This chapter contains computer algebra methods tailored for commutative algebra. Some were specifically developed to study blowup algebras. Most however have a general nature and may be useful in other areas of commutative algebra.
The intrinsic intractability of very large scale computation in algebraic geometry and commutative algebra demand a continued refinement of techniques to ensure that the cost of computation be met largely by theoretical means.
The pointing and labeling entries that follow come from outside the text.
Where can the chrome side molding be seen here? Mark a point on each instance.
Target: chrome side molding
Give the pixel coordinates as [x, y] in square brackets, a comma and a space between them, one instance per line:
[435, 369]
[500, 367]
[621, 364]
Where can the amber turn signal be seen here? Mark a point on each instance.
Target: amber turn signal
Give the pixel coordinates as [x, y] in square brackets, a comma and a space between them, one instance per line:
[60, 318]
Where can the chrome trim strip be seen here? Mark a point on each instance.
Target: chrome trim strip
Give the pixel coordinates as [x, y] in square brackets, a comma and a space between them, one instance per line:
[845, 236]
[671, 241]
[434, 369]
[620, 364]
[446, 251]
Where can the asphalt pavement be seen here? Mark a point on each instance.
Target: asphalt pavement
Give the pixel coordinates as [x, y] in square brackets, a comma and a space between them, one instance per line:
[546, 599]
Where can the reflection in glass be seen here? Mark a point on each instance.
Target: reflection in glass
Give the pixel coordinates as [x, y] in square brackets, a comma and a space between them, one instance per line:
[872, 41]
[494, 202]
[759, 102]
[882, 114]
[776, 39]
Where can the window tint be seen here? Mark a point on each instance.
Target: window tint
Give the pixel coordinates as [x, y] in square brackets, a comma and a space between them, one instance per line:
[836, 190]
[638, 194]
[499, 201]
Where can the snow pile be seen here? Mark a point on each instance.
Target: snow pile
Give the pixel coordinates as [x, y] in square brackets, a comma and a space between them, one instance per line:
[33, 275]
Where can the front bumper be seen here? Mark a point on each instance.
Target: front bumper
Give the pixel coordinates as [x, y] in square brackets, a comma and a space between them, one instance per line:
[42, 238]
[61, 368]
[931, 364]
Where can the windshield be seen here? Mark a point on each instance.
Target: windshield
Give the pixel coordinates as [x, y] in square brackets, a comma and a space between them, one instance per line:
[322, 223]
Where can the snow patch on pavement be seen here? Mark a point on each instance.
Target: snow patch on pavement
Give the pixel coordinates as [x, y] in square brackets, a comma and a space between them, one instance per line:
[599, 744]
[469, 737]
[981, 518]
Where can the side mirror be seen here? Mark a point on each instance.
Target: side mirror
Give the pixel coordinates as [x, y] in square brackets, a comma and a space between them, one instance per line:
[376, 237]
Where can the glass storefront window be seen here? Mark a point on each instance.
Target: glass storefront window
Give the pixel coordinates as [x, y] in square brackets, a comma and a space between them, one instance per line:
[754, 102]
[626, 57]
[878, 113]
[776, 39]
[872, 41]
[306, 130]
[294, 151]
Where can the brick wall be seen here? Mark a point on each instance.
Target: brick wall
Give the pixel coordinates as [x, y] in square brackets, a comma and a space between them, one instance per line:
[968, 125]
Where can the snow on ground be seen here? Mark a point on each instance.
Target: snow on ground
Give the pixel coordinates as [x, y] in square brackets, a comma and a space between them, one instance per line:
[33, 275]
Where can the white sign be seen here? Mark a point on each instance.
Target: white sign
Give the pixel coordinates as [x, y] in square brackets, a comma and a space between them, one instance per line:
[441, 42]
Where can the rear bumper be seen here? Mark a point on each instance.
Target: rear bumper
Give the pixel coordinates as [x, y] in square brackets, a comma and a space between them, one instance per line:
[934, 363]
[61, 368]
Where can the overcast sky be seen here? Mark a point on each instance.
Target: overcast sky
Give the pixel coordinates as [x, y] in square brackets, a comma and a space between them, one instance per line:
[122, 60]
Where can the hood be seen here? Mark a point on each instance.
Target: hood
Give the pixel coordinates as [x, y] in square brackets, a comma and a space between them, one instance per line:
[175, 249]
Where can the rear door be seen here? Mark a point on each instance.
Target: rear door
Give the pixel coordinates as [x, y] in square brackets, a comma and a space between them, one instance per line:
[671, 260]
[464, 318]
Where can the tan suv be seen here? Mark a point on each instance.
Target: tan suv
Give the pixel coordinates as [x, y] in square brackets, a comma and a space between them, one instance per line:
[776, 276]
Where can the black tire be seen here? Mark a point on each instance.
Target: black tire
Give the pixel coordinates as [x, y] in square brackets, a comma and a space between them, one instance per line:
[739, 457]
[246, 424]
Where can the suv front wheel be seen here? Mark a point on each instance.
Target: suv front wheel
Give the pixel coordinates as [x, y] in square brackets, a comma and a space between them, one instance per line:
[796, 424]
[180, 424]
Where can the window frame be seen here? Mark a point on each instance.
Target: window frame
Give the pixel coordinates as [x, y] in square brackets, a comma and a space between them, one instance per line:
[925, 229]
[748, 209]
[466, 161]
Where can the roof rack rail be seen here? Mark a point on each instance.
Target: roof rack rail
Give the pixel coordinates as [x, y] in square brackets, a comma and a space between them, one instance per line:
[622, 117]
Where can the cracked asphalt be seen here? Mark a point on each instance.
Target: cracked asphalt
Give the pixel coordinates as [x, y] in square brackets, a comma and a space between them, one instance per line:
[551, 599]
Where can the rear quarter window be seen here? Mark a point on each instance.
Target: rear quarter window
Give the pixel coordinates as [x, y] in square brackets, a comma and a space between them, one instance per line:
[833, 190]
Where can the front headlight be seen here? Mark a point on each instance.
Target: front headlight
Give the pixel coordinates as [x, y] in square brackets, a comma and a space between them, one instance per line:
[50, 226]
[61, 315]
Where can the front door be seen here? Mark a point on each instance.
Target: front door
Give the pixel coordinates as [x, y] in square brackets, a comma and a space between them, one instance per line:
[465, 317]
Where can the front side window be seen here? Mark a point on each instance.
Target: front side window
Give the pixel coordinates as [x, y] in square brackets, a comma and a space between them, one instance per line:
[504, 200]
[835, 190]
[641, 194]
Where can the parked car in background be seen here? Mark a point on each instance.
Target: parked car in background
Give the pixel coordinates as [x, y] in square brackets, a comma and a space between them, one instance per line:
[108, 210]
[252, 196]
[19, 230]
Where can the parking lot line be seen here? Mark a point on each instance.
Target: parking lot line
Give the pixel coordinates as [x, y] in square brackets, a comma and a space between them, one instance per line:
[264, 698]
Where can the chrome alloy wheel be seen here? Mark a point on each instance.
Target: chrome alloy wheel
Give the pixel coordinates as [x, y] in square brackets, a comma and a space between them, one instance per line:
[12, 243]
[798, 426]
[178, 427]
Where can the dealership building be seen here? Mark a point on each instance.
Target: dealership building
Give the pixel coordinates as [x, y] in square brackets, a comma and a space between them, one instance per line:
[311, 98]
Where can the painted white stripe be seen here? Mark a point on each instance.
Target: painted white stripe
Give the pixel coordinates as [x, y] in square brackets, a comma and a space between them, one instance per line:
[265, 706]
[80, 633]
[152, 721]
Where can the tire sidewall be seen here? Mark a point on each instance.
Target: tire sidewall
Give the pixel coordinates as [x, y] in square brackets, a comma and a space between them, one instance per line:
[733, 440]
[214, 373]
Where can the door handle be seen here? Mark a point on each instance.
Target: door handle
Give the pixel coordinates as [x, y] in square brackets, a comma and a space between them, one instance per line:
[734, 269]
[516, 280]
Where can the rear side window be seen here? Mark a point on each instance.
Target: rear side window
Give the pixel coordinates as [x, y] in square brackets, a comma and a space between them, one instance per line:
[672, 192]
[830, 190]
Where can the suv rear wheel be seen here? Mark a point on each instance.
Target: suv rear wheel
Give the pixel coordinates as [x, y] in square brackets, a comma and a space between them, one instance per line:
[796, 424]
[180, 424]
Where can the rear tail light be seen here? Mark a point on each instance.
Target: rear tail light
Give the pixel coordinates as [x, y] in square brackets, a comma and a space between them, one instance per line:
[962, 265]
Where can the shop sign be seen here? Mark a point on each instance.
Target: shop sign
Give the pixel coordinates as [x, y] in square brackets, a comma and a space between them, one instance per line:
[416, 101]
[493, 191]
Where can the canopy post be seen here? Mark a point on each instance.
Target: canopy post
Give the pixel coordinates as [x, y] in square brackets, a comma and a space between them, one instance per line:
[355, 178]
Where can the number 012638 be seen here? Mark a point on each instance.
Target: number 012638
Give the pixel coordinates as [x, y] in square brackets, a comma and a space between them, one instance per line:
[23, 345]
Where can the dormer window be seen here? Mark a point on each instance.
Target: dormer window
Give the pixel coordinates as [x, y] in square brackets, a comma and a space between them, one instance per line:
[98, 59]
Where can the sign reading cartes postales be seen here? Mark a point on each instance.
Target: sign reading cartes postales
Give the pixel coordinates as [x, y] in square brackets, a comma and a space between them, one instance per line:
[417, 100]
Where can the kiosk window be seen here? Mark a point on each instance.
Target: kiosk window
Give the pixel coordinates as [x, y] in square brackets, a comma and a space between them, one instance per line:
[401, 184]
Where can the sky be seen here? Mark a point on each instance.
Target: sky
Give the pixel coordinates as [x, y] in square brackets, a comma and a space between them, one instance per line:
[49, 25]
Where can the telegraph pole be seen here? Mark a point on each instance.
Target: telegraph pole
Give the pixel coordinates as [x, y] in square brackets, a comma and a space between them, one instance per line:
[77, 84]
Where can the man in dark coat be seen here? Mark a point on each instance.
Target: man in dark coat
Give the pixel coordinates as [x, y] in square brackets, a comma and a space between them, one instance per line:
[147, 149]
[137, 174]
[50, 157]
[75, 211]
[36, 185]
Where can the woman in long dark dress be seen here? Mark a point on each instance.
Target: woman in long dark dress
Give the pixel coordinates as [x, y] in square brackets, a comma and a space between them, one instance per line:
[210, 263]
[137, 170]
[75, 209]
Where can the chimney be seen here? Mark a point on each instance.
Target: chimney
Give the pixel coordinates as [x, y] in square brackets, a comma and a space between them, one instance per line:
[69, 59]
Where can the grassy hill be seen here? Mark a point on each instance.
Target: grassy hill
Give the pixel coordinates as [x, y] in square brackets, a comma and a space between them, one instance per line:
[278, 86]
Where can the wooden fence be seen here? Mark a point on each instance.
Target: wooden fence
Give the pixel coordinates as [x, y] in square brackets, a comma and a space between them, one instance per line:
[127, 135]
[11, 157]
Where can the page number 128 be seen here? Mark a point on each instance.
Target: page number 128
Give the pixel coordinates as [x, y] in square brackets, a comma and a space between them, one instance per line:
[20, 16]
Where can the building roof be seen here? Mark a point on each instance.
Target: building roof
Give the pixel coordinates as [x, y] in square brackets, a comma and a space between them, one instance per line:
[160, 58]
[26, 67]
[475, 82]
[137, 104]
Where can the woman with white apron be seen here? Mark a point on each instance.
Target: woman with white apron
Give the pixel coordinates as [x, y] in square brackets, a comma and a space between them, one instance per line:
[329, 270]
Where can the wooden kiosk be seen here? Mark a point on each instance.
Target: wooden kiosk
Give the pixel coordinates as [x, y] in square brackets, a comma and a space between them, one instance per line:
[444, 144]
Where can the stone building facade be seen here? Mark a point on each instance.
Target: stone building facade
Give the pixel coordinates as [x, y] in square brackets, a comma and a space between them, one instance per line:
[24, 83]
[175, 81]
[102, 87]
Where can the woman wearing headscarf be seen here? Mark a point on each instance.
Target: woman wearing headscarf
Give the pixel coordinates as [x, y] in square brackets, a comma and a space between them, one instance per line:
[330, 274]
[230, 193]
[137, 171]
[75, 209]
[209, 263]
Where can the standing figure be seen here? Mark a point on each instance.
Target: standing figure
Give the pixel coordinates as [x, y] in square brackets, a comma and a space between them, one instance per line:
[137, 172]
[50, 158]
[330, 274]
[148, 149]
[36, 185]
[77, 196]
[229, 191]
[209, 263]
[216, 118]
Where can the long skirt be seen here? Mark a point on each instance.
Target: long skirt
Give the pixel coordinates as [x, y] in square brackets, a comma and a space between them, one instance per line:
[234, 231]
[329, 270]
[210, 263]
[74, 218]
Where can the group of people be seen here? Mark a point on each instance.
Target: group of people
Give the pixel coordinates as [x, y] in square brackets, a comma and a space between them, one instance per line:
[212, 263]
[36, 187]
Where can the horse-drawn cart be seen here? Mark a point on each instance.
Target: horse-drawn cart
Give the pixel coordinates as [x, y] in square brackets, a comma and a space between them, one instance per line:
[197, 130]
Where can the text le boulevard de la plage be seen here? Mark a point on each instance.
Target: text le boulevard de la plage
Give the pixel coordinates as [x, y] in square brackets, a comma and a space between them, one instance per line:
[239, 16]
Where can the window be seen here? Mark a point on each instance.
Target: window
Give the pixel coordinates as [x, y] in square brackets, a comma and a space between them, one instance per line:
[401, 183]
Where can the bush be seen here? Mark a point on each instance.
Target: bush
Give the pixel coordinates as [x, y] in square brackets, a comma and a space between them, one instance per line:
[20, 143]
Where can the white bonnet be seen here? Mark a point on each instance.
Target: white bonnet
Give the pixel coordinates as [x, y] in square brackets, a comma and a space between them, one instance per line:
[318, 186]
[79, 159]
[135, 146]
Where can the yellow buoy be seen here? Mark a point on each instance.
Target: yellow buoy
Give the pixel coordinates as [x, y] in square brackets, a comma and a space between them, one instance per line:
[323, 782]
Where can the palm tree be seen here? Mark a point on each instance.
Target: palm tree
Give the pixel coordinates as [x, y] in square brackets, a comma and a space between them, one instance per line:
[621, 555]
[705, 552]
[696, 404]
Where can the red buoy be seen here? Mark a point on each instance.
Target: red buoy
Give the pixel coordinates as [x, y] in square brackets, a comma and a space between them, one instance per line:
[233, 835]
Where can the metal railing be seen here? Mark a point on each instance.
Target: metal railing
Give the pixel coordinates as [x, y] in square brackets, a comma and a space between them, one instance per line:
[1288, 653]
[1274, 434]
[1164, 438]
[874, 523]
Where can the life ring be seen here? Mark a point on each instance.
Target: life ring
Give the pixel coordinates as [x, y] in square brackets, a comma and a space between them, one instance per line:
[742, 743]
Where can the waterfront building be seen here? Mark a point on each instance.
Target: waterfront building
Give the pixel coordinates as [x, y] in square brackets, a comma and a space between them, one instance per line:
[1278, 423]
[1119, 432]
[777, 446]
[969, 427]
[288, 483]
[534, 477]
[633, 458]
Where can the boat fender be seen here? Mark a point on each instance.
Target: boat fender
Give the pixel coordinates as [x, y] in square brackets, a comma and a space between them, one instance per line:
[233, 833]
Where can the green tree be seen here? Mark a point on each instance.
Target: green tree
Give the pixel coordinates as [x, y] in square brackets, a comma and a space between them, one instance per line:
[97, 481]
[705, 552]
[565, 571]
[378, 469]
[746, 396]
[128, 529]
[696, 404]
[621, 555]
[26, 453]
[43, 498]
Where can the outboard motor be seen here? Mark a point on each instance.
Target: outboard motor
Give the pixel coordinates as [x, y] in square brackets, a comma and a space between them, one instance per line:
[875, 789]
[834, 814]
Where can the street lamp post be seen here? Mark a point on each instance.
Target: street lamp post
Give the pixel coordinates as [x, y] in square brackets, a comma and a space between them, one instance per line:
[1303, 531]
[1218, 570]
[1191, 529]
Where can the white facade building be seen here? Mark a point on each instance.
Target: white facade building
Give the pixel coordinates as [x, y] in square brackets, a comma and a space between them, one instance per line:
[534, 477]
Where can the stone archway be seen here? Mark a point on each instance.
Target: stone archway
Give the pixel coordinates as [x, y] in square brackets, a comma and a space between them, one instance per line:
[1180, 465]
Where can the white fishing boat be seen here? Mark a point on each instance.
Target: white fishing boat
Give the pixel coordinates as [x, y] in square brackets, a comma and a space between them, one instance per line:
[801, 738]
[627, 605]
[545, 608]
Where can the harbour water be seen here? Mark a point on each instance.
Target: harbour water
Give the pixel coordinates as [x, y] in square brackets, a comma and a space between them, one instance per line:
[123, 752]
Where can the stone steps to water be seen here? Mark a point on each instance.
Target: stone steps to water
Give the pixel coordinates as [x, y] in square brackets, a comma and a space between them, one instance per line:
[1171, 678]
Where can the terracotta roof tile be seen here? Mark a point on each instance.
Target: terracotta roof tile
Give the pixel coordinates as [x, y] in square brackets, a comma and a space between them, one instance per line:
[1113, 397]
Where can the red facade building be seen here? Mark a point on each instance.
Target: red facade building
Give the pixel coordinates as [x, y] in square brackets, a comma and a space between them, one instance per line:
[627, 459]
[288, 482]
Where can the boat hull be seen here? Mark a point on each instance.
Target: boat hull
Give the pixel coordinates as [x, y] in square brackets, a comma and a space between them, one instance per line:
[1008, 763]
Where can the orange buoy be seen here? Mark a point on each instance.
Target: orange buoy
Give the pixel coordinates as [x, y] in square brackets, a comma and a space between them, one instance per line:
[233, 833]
How to inform a computation of mathematical knowledge constitutes a most challenging problem.
The overall aim here is a discussion of basic constructions in and how they can effectively be carried out by symbolic computation programs.
The constructions are those for the radical of ideals, with some steps towards a facilitation of primary decomposition, the integral closure, primality testing, and the setting up of ideal transform computations. There is also a varied discussion of approaches to carry out primary decomposition of zero–dimensional ideals.
As a matter of general strategy, the constructions are mediated through the funnel of homological algebra. They can be characterized as successive layers of syzygies computations.
This has an advantage that often one can supply explicit formulas for the objects to be computed. On the other side of the ledger, the reader will not find here estimates for the complexity of the proposed constructions. There are several reasons for the omission, the main one being the near impossibility of estimating the complexity of Gröbner basis of ideals whose generators have many relationships.